Le Maroc et l’Algérie essaient chacun d’être présents en Libye et de tirer à eux la Mauritanie. Mais cette dernière essaie de rester en dehors du contentieux algéro-marocain qui ne la concerne pas. En revanche, il y a une rivalité en Afrique de l’Ouest et au Sahel. La politique africaine de l’Algérie a été très active par le passé, elle perd du terrain aujourd’hui, notamment au Sahel et en Afrique de l’Ouest. Cela se fait au profit du Maroc, qui a beaucoup investi dans le secteur bancaire mais aussi dans l’immobilier, dans la téléphonie mobile en Afrique de l’Ouest.

Dans ce dossier du Sahara occidental, on n’entend pas ou peu les pays voisins comme la Mauritanie ou la Tunisie…

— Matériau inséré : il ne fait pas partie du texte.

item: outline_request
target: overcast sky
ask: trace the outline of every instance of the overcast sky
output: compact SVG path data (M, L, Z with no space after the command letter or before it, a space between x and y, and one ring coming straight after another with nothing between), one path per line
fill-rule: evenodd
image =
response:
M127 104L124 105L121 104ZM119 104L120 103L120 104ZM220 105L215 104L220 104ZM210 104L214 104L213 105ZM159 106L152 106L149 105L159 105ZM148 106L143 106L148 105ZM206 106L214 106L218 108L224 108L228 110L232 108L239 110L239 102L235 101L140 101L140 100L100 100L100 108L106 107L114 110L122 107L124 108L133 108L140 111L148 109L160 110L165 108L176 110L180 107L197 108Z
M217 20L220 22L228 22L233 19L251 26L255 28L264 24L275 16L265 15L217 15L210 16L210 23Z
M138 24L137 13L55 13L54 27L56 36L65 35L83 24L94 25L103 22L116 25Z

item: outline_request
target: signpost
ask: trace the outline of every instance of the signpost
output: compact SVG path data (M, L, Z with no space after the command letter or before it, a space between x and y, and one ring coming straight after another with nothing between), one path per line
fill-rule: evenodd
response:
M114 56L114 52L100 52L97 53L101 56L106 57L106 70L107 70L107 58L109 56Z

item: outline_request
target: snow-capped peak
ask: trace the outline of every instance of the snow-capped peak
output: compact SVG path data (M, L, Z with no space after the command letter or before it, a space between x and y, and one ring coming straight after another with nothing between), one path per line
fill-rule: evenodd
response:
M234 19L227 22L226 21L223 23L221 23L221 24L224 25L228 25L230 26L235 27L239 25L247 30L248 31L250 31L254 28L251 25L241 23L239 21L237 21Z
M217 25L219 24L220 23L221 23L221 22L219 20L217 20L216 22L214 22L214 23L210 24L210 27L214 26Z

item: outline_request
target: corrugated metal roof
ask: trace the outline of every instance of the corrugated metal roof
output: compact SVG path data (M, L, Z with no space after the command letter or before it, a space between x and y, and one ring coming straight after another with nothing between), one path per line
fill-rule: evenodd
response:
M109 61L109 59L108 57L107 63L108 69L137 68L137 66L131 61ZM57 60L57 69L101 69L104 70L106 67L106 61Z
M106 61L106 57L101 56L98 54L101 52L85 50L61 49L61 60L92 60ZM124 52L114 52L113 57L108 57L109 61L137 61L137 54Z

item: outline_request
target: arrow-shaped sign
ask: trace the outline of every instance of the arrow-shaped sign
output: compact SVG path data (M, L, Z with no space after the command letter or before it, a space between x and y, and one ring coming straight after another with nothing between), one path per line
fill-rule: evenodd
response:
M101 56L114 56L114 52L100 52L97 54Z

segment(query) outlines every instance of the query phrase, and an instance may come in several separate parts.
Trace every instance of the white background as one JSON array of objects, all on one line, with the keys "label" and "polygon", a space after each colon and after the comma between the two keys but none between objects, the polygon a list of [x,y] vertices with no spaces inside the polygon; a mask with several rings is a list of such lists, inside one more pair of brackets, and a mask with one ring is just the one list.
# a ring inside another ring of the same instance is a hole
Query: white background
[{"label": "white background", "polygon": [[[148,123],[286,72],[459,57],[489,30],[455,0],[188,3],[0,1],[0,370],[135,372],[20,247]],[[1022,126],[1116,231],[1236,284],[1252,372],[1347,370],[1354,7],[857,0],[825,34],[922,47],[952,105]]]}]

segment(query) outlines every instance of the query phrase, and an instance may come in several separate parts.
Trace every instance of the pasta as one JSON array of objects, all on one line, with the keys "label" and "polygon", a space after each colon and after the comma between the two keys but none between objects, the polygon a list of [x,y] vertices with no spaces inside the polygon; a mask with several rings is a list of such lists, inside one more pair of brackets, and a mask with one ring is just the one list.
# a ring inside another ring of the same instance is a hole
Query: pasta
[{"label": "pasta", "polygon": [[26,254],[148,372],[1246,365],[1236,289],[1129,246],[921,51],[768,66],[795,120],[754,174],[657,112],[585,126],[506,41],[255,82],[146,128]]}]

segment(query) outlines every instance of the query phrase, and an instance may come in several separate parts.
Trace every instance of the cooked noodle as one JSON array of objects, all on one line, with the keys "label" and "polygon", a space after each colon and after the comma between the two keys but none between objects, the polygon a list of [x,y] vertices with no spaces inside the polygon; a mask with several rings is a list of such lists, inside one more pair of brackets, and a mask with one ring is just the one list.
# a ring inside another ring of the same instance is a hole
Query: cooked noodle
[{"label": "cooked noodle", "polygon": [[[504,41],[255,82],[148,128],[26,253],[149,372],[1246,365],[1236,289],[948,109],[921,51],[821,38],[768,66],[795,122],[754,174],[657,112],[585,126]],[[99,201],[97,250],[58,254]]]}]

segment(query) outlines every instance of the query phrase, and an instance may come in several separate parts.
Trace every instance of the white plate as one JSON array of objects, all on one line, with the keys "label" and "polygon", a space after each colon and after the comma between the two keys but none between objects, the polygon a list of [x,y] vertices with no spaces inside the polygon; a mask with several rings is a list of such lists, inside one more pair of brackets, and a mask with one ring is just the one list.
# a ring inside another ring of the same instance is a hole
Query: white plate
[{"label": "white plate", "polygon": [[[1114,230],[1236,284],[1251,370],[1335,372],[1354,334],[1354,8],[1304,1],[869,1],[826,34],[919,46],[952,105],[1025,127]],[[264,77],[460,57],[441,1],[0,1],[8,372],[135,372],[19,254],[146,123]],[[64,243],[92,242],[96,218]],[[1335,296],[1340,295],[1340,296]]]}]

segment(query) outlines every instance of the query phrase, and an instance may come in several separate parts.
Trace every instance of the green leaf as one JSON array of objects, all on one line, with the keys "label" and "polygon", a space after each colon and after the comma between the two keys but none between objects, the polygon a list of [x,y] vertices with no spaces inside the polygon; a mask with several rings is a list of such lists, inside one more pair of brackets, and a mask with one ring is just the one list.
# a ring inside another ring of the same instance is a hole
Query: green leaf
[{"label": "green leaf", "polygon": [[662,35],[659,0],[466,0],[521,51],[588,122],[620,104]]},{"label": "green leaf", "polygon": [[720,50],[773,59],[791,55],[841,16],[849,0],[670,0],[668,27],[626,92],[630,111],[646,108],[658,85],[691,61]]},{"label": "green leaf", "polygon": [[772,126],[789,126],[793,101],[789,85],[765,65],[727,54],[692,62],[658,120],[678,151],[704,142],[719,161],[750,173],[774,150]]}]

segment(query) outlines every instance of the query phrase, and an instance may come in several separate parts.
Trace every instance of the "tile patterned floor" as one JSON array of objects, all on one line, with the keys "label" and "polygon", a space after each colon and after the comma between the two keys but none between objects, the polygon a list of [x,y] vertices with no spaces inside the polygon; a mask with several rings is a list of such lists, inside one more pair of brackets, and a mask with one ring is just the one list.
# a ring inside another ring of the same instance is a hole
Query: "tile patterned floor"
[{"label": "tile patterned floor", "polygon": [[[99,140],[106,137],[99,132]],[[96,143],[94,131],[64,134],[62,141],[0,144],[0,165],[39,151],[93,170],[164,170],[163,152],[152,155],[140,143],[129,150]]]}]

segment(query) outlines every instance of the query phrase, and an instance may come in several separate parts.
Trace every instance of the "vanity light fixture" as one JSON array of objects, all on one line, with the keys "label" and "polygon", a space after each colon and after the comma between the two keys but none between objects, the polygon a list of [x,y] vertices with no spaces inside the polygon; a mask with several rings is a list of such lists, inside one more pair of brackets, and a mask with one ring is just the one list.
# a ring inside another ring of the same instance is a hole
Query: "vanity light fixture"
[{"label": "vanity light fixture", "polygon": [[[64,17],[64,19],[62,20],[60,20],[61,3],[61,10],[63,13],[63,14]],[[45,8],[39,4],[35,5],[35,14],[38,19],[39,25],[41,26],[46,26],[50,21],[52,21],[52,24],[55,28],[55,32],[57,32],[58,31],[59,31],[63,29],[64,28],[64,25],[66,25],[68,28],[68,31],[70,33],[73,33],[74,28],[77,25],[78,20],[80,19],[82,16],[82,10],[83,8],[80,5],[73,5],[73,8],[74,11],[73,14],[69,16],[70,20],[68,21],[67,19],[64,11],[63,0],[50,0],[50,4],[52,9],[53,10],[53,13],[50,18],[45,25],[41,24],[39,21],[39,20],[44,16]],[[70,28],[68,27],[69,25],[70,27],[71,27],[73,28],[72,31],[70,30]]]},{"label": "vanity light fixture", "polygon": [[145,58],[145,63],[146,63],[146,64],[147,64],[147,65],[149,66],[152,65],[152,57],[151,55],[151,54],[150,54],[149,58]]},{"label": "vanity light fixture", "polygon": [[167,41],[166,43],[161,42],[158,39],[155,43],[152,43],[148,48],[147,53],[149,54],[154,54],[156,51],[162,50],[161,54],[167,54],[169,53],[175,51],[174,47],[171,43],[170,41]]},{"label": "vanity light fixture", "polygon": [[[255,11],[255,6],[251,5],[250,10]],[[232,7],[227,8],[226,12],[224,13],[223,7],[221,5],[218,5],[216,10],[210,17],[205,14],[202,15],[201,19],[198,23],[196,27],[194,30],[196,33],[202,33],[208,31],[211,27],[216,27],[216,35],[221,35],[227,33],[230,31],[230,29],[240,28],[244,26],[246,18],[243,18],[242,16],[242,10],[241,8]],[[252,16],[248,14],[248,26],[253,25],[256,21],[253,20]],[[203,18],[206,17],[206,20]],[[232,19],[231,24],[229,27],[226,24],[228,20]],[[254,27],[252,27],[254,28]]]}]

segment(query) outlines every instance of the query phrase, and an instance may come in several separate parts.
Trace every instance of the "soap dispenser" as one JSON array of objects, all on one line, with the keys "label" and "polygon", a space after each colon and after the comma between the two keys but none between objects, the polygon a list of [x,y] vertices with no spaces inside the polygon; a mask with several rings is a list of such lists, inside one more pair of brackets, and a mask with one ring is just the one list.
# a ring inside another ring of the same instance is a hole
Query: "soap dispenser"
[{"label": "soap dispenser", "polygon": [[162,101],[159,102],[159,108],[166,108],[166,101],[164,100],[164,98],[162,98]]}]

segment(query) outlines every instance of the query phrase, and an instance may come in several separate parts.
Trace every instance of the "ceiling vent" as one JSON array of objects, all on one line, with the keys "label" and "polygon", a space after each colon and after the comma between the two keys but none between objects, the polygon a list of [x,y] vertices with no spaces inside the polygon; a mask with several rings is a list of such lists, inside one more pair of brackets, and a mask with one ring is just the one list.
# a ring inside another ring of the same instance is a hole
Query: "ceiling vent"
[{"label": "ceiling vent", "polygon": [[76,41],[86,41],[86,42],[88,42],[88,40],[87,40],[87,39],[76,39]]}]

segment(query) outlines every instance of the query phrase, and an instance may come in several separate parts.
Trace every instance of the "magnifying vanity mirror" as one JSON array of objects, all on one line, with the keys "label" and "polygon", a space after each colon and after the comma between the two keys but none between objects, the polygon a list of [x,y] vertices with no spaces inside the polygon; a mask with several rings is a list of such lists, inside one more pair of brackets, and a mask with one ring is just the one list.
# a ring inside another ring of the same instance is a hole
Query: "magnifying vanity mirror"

On ne les entend pas délibérément. La Tunisie est sortie une fois de sa réserve le 26 août 2022, lorsque le président Kaïs Saïed a reçu à Tunis le chef du Polisario Brahim Ghali dans le cadre de la Conférence internationale de Tokyo sur le développement de l’Afrique (Ticad). Mais traditionnellement, elle ne veut pas avoir à se prononcer sur ce conflit qu’elle considère être un conflit entre le Maroc et l’Algérie. Quant à la Mauritanie, elle en a été partie prenante et a revendiqué une partie du territoire du Sahara occidental. Elle a fait la guerre au Front Polisario jusqu’en 1979 avant de se retirer du conflit. Elle ne veut absolument plus se prononcer. Alors que c’est très probablement la Mauritanie qui abrite le plus grand nombre de Sahraouis. Il n’y a aucune différence sur le plan ethnique entre Sahraouis et Mauritaniens. Mais sur le plan politique, elle se garde bien de prendre position pour l’un ou l’autre, ou de se réjouir de cette reconnaissance française.